I wonder if he knows he’s given me the perfect opening. Probably not. He probably doesn’t even know I
need
an opening.

“Really? Funny that you never found the time to tell me things like that back in college.”

It comes out in direct contrast to the way I’d always imagined saying words like those. In my head I had blurted it a thousand times, been embarrassed and sweaty palmed about it then borne the weight of his anger. I’ve no idea why he usually decides to be angry, in my head, but there it is all the same.

And here it isn’t.

I just say it, blandly, mildly, and he can only find the wherewithal to shrug. While my mind goes to the picture I discovered, Cam’s confessions, how much my heart had pounded and wrestled with me throughout all of it.

My heart isn’t pounding now. It hasn’t even fallen down inside me, the way it sometimes used to whenever I thought of Wade. Instead he says: “I want you now. Isn’t that the main thing?”

While I feel nothing, nothing at all.

“Keep wanting,” I tell him, and then I just walk away. I walk away.

***

We swap. It takes some doing, but that’s the good thing about Cameron. He always gives in, in the end. In truth he doesn’t even give in. I just tell him that this is the way things are going to be, and he obeys with his face all red and his mouth all tight and the green book practically super-glued to his hands.
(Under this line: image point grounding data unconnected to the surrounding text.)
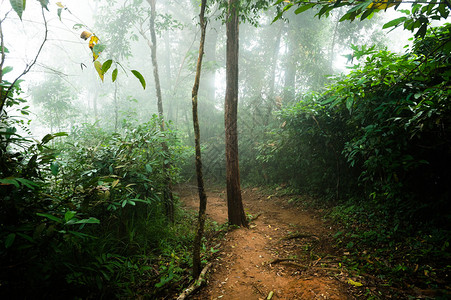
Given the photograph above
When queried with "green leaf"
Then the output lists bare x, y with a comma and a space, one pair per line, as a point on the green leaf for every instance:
18, 6
394, 22
28, 183
69, 215
9, 181
349, 103
114, 75
91, 220
78, 26
304, 8
81, 234
44, 3
47, 138
367, 14
7, 70
422, 31
10, 240
106, 66
54, 167
50, 217
354, 283
98, 48
140, 77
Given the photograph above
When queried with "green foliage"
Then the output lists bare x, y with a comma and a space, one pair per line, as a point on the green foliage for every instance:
377, 143
418, 18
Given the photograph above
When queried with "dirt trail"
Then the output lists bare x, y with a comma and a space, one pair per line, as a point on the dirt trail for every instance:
245, 268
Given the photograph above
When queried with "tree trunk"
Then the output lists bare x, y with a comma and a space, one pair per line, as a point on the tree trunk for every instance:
167, 193
234, 200
290, 68
116, 109
200, 180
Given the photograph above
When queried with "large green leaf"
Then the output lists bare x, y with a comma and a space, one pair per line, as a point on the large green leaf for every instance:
140, 77
50, 217
54, 167
114, 75
18, 6
10, 240
394, 22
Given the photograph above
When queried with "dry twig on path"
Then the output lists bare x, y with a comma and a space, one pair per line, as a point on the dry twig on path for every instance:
196, 284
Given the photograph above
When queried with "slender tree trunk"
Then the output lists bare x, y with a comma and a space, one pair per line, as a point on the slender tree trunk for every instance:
290, 69
200, 180
116, 109
234, 199
167, 193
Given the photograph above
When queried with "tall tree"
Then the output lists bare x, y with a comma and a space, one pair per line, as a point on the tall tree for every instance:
167, 196
234, 200
200, 179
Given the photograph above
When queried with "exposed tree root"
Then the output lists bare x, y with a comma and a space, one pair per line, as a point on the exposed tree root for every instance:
196, 284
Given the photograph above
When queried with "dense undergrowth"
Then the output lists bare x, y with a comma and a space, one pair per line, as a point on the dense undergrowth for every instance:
83, 215
376, 146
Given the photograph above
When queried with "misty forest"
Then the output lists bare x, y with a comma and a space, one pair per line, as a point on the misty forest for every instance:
225, 149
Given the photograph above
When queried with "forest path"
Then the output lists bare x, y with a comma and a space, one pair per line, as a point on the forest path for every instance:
244, 268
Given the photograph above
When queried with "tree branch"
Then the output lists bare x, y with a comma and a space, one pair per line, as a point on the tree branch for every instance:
28, 67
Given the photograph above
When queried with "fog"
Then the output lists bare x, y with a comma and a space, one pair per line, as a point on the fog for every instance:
279, 63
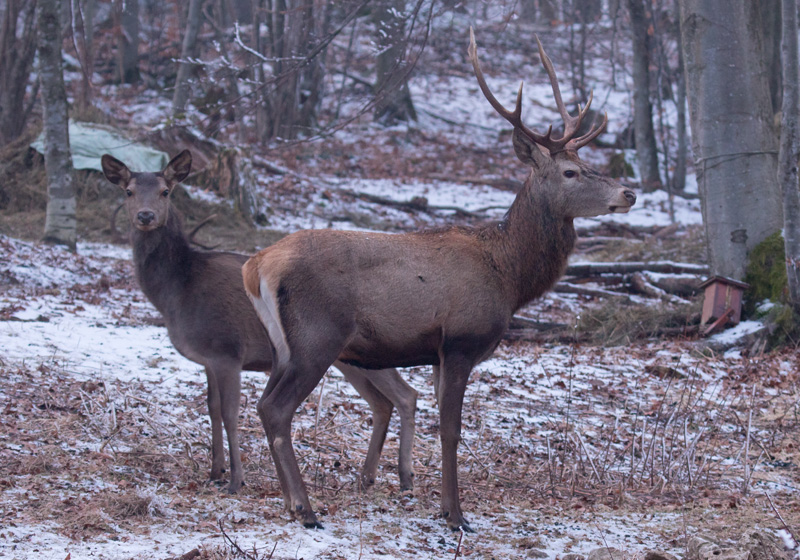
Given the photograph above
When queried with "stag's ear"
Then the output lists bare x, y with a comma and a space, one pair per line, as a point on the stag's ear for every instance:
527, 150
115, 171
178, 169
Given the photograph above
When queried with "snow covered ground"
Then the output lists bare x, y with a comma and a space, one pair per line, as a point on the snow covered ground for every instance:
566, 448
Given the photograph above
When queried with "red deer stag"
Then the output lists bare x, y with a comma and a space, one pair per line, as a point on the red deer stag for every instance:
210, 320
442, 297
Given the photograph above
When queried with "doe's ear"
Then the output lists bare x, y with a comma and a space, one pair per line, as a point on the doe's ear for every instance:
179, 167
527, 150
115, 171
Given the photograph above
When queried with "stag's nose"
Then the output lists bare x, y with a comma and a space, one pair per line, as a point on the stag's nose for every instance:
145, 217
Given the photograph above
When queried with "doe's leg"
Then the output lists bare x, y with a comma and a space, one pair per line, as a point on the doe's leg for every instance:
228, 376
289, 385
381, 408
404, 398
215, 414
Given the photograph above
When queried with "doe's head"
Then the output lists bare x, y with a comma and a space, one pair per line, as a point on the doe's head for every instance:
147, 194
580, 190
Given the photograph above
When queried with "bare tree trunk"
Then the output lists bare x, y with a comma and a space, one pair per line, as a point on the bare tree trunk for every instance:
548, 11
577, 57
188, 50
127, 12
527, 10
644, 134
790, 151
258, 66
82, 21
295, 27
17, 49
590, 10
60, 222
394, 98
734, 142
679, 177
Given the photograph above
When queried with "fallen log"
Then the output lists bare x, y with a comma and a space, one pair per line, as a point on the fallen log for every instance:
664, 267
640, 282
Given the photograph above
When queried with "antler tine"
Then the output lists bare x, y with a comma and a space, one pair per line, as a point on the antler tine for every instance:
551, 72
571, 124
577, 143
515, 116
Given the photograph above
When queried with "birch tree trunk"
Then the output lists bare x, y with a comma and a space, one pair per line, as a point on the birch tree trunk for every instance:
733, 136
128, 41
679, 177
790, 151
644, 134
60, 222
188, 49
17, 48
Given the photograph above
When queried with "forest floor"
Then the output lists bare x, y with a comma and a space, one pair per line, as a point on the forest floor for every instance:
602, 436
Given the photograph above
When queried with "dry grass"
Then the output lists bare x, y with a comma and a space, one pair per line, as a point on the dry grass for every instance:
613, 323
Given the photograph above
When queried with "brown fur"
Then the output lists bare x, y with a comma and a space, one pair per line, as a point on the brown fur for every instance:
211, 321
442, 297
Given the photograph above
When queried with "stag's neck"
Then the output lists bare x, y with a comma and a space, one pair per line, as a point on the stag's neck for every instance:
535, 240
163, 260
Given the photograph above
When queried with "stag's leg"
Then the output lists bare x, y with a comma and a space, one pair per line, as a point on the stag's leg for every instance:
436, 373
228, 377
215, 413
381, 408
404, 398
454, 373
289, 384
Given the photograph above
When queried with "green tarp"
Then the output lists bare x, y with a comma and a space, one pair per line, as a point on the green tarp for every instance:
89, 141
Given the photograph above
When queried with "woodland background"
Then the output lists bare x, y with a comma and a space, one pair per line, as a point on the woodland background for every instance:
607, 419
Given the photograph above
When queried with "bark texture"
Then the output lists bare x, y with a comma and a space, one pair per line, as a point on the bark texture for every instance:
733, 136
188, 50
644, 133
17, 47
60, 221
790, 151
128, 41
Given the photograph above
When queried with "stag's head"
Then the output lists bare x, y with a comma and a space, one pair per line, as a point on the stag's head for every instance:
556, 168
147, 194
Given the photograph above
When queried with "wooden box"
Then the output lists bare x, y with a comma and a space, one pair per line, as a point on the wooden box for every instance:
723, 296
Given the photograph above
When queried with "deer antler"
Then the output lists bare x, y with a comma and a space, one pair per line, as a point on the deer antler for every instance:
567, 142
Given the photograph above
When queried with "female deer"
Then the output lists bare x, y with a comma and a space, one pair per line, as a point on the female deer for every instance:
211, 321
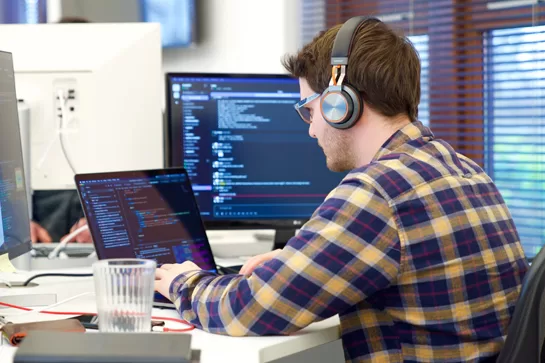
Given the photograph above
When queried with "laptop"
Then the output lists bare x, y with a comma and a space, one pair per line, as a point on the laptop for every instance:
149, 214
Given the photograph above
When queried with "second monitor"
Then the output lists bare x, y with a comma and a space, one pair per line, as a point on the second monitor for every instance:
250, 158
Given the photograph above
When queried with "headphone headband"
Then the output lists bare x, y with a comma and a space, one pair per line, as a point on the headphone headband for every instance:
345, 38
341, 104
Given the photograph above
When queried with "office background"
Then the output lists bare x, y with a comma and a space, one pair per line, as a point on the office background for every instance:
483, 75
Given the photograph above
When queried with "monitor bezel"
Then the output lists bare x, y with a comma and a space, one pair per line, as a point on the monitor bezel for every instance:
23, 246
284, 224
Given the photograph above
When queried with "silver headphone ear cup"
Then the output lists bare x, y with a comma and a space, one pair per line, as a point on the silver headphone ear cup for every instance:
357, 107
335, 106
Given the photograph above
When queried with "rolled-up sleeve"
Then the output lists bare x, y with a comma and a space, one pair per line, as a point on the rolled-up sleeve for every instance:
348, 250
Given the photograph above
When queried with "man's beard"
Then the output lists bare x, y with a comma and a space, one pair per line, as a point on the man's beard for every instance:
338, 151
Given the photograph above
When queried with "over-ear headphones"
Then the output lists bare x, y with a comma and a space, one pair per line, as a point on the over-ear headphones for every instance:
341, 104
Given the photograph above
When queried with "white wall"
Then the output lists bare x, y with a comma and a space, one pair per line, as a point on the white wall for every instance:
240, 36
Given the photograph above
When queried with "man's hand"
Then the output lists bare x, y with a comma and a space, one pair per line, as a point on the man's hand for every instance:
165, 275
82, 237
39, 233
255, 261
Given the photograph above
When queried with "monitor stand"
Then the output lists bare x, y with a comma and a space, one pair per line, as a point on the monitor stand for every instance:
16, 293
282, 236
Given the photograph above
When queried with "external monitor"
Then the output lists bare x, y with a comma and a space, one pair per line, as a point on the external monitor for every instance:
94, 97
250, 158
14, 218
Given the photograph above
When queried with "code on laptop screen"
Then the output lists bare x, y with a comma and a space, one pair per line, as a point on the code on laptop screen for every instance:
146, 216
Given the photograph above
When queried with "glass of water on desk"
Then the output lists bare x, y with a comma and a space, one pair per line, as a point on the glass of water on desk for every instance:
124, 293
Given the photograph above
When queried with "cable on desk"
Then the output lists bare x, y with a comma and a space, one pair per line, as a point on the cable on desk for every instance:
54, 275
28, 310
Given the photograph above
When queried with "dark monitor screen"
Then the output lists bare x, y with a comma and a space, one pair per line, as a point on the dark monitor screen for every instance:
149, 214
14, 218
248, 154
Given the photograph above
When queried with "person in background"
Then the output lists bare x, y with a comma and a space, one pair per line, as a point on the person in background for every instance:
415, 249
58, 213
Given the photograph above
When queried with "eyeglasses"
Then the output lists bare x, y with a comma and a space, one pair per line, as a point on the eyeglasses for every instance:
302, 110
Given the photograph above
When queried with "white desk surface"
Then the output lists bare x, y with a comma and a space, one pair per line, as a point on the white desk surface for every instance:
214, 348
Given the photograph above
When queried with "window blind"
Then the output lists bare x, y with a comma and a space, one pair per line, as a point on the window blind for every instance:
483, 82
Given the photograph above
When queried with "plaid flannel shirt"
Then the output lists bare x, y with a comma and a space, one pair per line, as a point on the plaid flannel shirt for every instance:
416, 252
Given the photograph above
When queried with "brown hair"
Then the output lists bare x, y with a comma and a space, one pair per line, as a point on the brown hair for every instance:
383, 66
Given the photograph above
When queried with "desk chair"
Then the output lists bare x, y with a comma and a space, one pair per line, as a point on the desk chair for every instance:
526, 332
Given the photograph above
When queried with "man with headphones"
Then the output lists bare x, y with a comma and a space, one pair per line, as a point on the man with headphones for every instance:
415, 250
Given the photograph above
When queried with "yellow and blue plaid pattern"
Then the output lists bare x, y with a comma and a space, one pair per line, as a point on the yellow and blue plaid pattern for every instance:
416, 252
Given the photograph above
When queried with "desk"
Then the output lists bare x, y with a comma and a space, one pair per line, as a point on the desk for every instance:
319, 342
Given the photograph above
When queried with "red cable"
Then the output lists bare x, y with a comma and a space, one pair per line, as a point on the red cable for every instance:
175, 320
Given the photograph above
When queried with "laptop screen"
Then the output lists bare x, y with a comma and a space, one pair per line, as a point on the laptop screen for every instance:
149, 214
Even after I order him to swap my stories for his, I have to wrench it from him. And then I sprawl on his bed, as comfortable as anything in my little sleep shorts and vest—something I’ve never been with any other guy—and I flick through the pages greedily.

“Is this all you’ve ever written?” I ask, as I take in snippets of the stories: “Pepper,” “The Girl Who Wouldn’t,” “Comfortable Distance.” To me they all have the ring of words long developed, of stories built on the confidence of other pieces of writing, but I can’t be sure unless he says.

And he does.

“No.”

I glance at him side-on, and find him still standing by the end of the bed. Half-leaning on one of the gloriously ornate posts, with my own mass of papers still in his two hands. None of it gone through, none of it touched.

Instead he just stares and stares at various parts of me—the too-rounded hump of my ass, when I spread out on my belly. The smooth line of my cleavage, when I prop myself up on my elbows.

“So where are the rest?” I ask, and he shrugs. Kind of like Wade did in the kitchen, only with more meaning behind it. I can read Cameron’s shrugs, and, by God, they say a lot. This one tells me that he has a gigantic cupboard/filing cabinet/wardrobe full of them at home.

“You ever thought about sending them somewhere?” This time, he does more than shrug.

“I can barely let you read them, never mind some guy behind a desk with a big important brain and loads of important things to say.”

It sounds so much like something I would say that I’m startled briefly. But then I recover and kick a leg out at him for being such a numbnuts—just playfully, you know. No real connection.

Though I suppose it shouldn’t be a surprise that he doesn’t dodge. He just lets my foot nudge against the solid meat of his upper thigh, and when I do it a second time—a little harder—his expression visibly changes.

“You don’t just like being forced, huh?” I say, so low and dark that the room seems to hum with it. He seems to hum. He’s looking at my body again, but it’s with more intensity this time—as though his eyes have grown hands and they’re pawing all over me.